Rita became storm of Category 4

Residents of this island city packed up mementoes and pets and started evacuating Wednesday as Hurricane Rita intensified into a Category 4 storm with 135 mph winds and threatened to devastate the Texas coast or already-battered Louisiana by week's end.

Mandatory evacuations were ordered for Galveston and New Orleans, one day after Rita sideswiped the Florida Keys as a Category 2 storm, causing relatively minor damage. Having seen what Katrina did, many residents decided not to take any chances, Guardian informs.

"After this killer in New Orleans, Katrina, I just cannot fathom staying," 59-year-old Ldyyan Jean Jocque said before sunrise Wednesday as she waited for an evacuation bus outside the Galveston Community Center. She had packed her Bible, some music and clothes into plastic bags and loaded her dog into a pet carrier.

The federal government was eager to show it, too, had learned its lesson, after getting pounded for its sluggish reponse to Katrina. It rushed hundreds of truckloads of water, ice and ready-made meals to the Gulf Coast and put rescue and medical teams on standby.

At 8 a.m. EDT, Rita was centered about 195 miles west of Key West and 700 miles southeast of Galveston, moving west at 14 mph. Forecasters predicted it would come ashore Saturday somewhere between northern Mexico and western Louisiana, most likely in Texas.

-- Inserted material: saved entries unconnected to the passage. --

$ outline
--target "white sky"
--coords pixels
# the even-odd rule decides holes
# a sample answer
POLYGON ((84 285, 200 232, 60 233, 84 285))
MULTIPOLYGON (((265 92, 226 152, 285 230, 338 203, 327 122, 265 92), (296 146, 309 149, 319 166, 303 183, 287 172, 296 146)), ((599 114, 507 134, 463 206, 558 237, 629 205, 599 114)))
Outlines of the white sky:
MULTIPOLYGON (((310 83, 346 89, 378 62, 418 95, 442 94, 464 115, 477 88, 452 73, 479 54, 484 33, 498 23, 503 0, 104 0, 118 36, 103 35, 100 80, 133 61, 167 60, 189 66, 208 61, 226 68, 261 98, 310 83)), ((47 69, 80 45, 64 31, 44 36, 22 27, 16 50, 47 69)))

Meteorologist northern Mexico and western Louisiana, of the National Hurricane Center in Miami said Rita could strengthen to a Category 5 with wind over 155 mph as it moves over the warm waters of the gulf, or it could ease to a Category 3, with wind of less than 130 mph.

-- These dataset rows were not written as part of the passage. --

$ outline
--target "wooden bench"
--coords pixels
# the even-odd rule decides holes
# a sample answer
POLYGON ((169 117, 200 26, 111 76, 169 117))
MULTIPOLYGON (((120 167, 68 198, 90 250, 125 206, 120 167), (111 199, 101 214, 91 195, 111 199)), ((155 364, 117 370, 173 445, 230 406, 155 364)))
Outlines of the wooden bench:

In New Orleans, the Army Corps of Engineers raced to patch the city's fractured levee system for fear the additional rain could swamp the walls and flood the city all over again. The Corps said New Orleans' levees can only handle up to 6 inches of rain and a storm surge of 10 to 12 feet.

"The protection is very tenuous at best," said Dave Wurtzel, a Corps official handling some of the repairs.

Engineers and contractors drove a massive metal barrier across the 17th Street Canal bed to prevent a storm surge from Lake Pontchartrain from swamping New Orleans again, and worked around the clock to repair the damaged pumps, concrete floodwalls, earthen berms and waterways that protect the below-sea-level city.